Pirelli reveal tyres that will be made available for teams to run at Young Driver Test
Medium and hard compound versions of new-look tyres to be used
By James Galloway
Last Updated: 08/07/13 1:47pm
After the FIA pushed through changes to Formula 1's Sporting Regulations in wake of the multiple blowouts that marred the British GP, Pirelli have been allowed to make unilateral changes to their tyres to improve safety with the first stage of that process at the Nurburgring having seem them revert to Kevlar-belted rears.
The second phase to be rolled out for next race in Hungary will see the tyres revert to 2012 structures, with existing 2013 compounds, and teams will test these tyres for the first time at Silverstone next week.
"We're bringing along five sets tyres with the hard and medium compound, three of the hard and two of the medium, of the 2012 structure which is the tyre we're going to be using going forward this season," Hembery confirmed to Sky Sports News.
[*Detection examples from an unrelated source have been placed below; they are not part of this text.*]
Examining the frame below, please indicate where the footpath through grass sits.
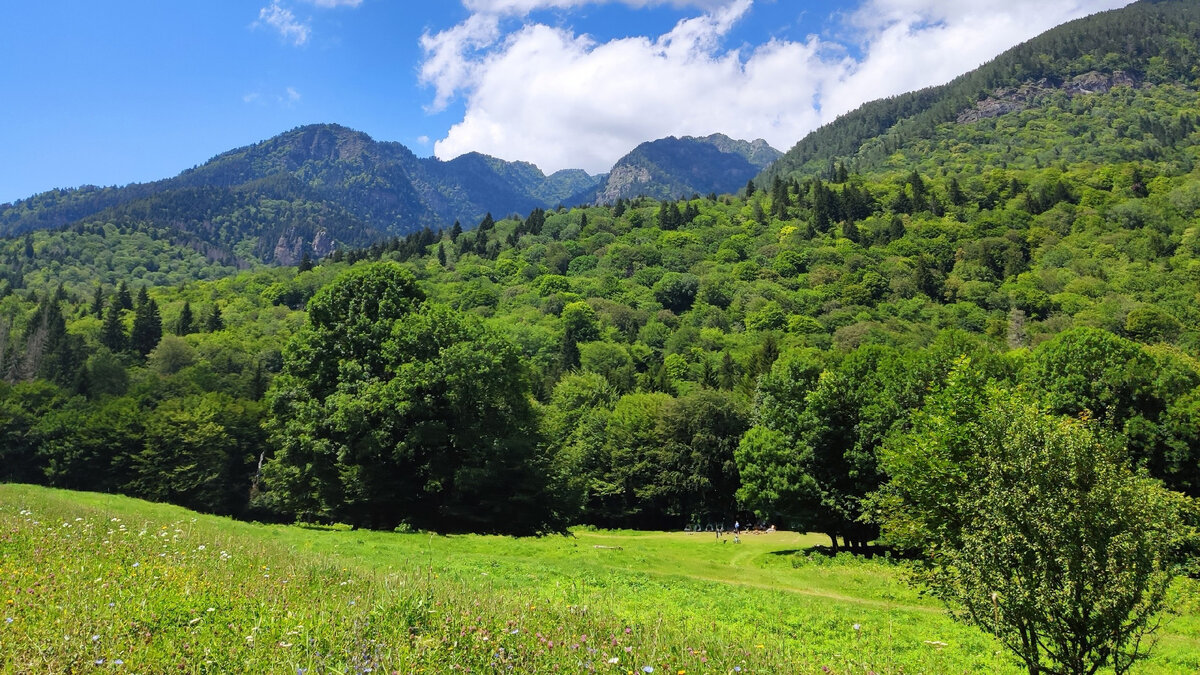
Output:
[0,485,1200,675]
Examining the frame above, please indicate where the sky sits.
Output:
[0,0,1129,203]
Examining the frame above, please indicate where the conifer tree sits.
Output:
[130,286,162,357]
[204,303,224,333]
[89,283,104,318]
[116,280,133,311]
[100,303,130,354]
[175,300,196,335]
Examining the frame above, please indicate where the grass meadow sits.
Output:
[0,485,1200,675]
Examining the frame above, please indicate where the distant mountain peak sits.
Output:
[595,133,782,204]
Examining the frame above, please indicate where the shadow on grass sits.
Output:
[769,545,917,560]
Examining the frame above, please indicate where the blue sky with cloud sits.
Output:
[0,0,1128,202]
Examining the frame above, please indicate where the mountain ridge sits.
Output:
[0,124,775,267]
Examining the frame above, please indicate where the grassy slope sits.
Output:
[0,485,1200,674]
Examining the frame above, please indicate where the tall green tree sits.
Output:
[878,374,1195,675]
[100,303,130,354]
[130,287,162,357]
[265,263,557,533]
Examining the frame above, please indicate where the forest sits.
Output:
[0,74,1200,535]
[0,2,1200,671]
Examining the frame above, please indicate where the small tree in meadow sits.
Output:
[877,365,1190,675]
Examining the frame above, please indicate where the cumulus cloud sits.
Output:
[463,0,726,14]
[256,0,312,47]
[420,0,1129,172]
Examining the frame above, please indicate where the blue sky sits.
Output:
[0,0,1128,203]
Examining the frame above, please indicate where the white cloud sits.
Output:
[463,0,726,14]
[254,0,312,47]
[420,0,1129,172]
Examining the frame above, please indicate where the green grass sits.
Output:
[0,485,1200,675]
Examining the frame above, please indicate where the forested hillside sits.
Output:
[0,125,600,265]
[757,0,1200,186]
[0,125,779,273]
[7,1,1200,671]
[0,49,1200,526]
[588,133,781,204]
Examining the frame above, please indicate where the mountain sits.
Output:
[0,125,601,264]
[594,133,780,204]
[755,0,1200,186]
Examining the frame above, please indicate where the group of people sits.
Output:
[683,520,775,544]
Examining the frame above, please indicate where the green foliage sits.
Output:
[880,384,1194,674]
[264,263,553,532]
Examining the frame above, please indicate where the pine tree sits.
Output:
[116,280,133,311]
[716,352,738,392]
[89,283,104,318]
[204,303,224,333]
[130,286,162,357]
[100,303,130,354]
[175,300,196,335]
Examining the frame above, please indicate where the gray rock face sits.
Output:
[956,71,1140,124]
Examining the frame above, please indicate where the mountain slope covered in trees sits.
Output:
[0,2,1200,671]
[595,133,781,204]
[757,0,1200,186]
[0,125,778,268]
[0,125,609,265]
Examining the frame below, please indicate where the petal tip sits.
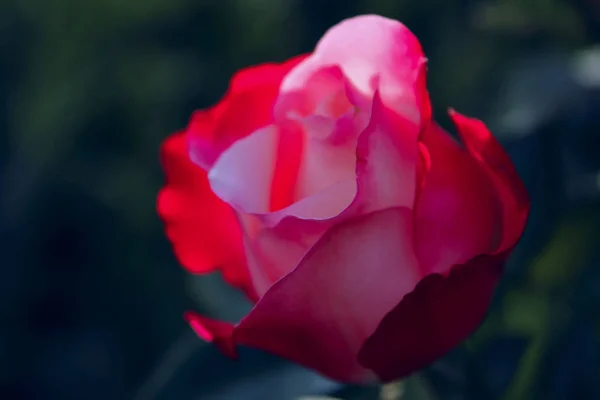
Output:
[183,311,239,360]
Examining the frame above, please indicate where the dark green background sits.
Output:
[0,0,600,400]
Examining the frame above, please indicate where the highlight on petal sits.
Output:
[157,133,256,299]
[449,110,530,253]
[415,123,502,274]
[358,254,506,382]
[281,15,426,125]
[186,55,307,170]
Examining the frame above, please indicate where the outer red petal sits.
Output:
[358,254,506,382]
[157,133,256,299]
[415,123,501,275]
[186,55,307,170]
[449,110,530,253]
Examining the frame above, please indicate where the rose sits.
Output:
[158,16,529,382]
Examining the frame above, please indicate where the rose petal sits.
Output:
[415,124,501,274]
[157,133,256,299]
[281,15,425,124]
[186,55,307,170]
[358,254,505,382]
[183,208,419,382]
[208,120,356,226]
[351,92,419,213]
[183,311,238,359]
[449,110,530,253]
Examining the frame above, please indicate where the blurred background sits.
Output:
[0,0,600,400]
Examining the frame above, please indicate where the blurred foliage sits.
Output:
[0,0,600,400]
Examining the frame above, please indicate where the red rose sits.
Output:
[158,15,529,382]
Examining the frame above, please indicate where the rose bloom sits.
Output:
[158,15,529,383]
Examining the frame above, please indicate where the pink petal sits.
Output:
[208,119,356,226]
[157,133,256,299]
[184,208,419,382]
[450,110,529,253]
[415,124,501,274]
[359,254,506,382]
[281,15,425,124]
[350,92,419,213]
[234,208,419,382]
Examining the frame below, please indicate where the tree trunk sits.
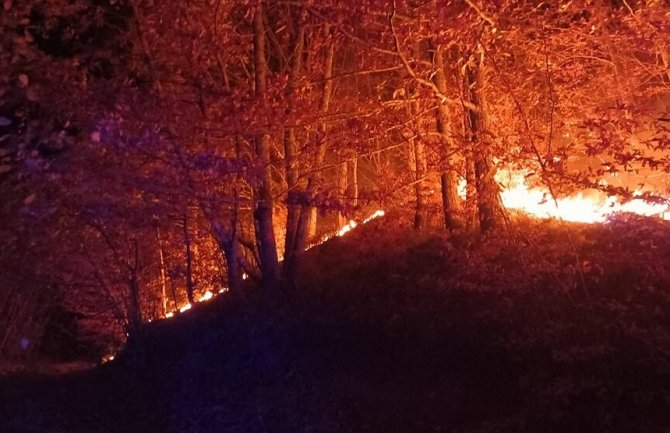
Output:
[408,94,428,230]
[282,11,305,287]
[182,210,195,304]
[156,225,168,317]
[254,2,279,291]
[464,53,500,233]
[287,26,335,287]
[128,239,142,334]
[337,160,348,227]
[431,40,462,230]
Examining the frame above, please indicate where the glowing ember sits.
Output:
[198,290,214,302]
[337,220,357,236]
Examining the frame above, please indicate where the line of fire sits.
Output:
[0,0,670,433]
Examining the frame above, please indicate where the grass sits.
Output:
[0,216,670,433]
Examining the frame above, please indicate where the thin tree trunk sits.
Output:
[128,239,142,334]
[351,156,358,207]
[156,226,168,316]
[465,49,500,233]
[182,210,195,304]
[254,2,279,291]
[431,40,462,230]
[289,30,335,287]
[337,160,348,227]
[282,11,305,287]
[408,98,427,230]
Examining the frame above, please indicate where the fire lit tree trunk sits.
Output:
[254,2,279,290]
[282,11,305,287]
[286,26,335,287]
[182,210,195,304]
[464,51,500,232]
[407,92,427,230]
[127,239,142,334]
[431,41,462,230]
[350,155,358,206]
[337,160,348,227]
[156,223,168,316]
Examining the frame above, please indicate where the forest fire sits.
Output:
[499,172,670,223]
[149,209,385,328]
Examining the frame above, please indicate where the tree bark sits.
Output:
[254,2,279,291]
[282,11,305,287]
[430,40,462,230]
[182,210,195,304]
[156,225,168,316]
[464,52,500,233]
[408,98,428,230]
[286,26,335,288]
[337,160,348,227]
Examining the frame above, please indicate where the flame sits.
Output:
[496,170,670,223]
[337,220,358,236]
[198,290,214,302]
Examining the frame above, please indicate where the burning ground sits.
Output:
[0,215,670,433]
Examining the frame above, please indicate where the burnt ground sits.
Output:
[0,213,670,433]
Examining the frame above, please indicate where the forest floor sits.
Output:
[0,213,670,433]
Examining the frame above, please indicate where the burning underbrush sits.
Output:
[0,215,670,433]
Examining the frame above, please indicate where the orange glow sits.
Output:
[198,290,214,302]
[496,171,670,223]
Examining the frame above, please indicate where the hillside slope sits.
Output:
[0,213,670,433]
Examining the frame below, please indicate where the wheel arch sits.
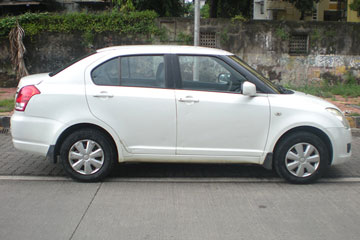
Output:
[54,123,119,162]
[273,126,333,165]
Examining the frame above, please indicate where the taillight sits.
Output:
[15,85,40,111]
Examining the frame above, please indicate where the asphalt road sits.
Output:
[0,134,360,179]
[0,134,360,240]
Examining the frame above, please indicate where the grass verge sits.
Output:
[0,99,15,112]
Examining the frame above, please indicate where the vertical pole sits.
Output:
[194,0,200,46]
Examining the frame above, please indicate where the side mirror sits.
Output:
[242,81,256,97]
[218,73,230,84]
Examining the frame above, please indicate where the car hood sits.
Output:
[268,91,340,112]
[293,91,338,109]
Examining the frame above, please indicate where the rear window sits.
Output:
[49,51,96,77]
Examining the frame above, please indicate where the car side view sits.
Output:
[11,46,352,183]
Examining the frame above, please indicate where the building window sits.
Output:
[312,8,317,21]
[200,32,216,48]
[289,34,309,55]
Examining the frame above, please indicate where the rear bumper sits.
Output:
[11,112,61,157]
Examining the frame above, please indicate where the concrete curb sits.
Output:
[0,116,10,130]
[0,116,360,134]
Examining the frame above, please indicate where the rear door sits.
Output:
[176,55,270,159]
[85,55,176,154]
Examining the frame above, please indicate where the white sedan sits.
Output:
[11,46,351,183]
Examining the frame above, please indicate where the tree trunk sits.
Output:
[300,11,305,21]
[210,0,219,18]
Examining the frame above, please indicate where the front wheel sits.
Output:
[60,129,115,182]
[274,132,329,184]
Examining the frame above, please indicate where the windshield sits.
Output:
[49,52,96,77]
[229,55,283,93]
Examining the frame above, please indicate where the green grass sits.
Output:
[289,84,360,98]
[0,99,15,112]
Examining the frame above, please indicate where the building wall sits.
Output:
[0,18,360,87]
[254,0,353,21]
[347,0,360,22]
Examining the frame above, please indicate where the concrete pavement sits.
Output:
[0,134,360,179]
[0,180,360,240]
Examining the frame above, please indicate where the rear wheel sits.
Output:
[274,132,329,184]
[60,129,116,182]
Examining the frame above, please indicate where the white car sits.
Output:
[11,46,352,183]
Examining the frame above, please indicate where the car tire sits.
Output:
[60,129,116,182]
[274,132,329,184]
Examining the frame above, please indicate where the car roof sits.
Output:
[97,45,233,55]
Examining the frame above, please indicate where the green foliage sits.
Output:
[0,11,160,39]
[285,0,320,20]
[177,32,194,45]
[0,99,15,112]
[310,29,321,44]
[350,0,360,13]
[206,0,253,18]
[275,27,290,41]
[111,0,135,13]
[133,0,185,17]
[231,14,249,23]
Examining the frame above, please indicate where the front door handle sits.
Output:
[93,91,114,98]
[179,96,199,103]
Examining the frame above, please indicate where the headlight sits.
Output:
[326,108,350,128]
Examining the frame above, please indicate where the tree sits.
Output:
[350,0,360,14]
[285,0,320,20]
[133,0,185,17]
[206,0,253,18]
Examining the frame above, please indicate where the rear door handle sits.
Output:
[93,91,114,98]
[179,96,199,103]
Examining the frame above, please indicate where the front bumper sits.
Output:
[327,128,352,165]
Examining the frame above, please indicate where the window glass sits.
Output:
[120,56,165,88]
[179,56,246,92]
[91,58,120,86]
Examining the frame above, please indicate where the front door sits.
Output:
[175,56,270,158]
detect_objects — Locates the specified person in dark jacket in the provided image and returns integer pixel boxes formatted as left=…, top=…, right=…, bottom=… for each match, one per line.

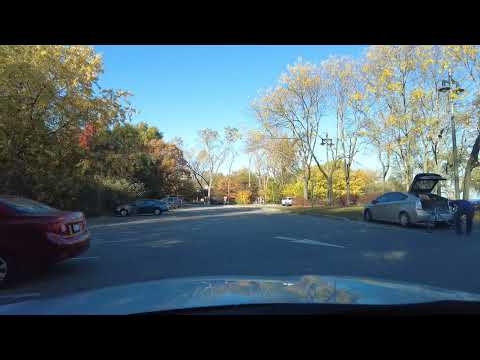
left=451, top=200, right=475, bottom=235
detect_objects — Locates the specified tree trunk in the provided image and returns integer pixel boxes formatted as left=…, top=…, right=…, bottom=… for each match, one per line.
left=346, top=176, right=350, bottom=206
left=463, top=134, right=480, bottom=200
left=207, top=178, right=213, bottom=204
left=327, top=176, right=333, bottom=206
left=303, top=174, right=308, bottom=201
left=227, top=176, right=230, bottom=200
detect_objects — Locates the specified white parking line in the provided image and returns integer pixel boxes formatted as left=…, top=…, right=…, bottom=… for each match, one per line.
left=0, top=293, right=40, bottom=299
left=95, top=239, right=142, bottom=245
left=67, top=256, right=100, bottom=261
left=274, top=236, right=345, bottom=249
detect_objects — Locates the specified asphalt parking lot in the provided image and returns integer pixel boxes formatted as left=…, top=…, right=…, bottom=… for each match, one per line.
left=0, top=206, right=480, bottom=302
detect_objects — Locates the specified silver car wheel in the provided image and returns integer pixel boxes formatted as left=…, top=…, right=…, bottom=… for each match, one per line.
left=400, top=212, right=410, bottom=227
left=0, top=257, right=8, bottom=283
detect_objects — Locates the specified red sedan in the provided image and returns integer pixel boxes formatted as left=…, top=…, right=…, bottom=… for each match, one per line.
left=0, top=196, right=90, bottom=286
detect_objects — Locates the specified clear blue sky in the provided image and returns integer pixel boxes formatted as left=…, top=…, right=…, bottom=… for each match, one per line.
left=95, top=45, right=375, bottom=172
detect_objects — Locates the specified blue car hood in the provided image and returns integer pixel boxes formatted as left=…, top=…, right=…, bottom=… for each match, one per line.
left=0, top=275, right=480, bottom=315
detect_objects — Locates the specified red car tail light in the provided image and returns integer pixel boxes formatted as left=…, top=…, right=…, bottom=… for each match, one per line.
left=48, top=223, right=69, bottom=235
"Plus we've got a prototype compound as well, hard compound, we're taking there. So we've set out a schedule for teams to run and hopefully that's what they're going to do."
Although Pirelli are confident they are firmly on the road to resolving the tyre problems which have reared their head at various stages this season, the company still has some uncertainty over their future in the sport with a contract renewal still not signed to carry on as F1's sole tyre supplier next season.
Hembery admits the company do find themselves in an odd situation at the moment and reiterated that there is plenty to do to get ready for the impact of the sport's new engine regulations in 2014.
"We're in a bit of strange situation knowing whether we should be spending millions or not at the moment," Hembery admitted.
"But we're working in good faith at the moment and we need to start seriously getting ready for next year because the cars are dramatically different and a huge challenge for the tyres.
"Lots of torque and that means potentially lots of wheelspin. We need to get on the wet track as well because we need to understand the impact of that power delivery on a wet-handling circuit. So plenty to do."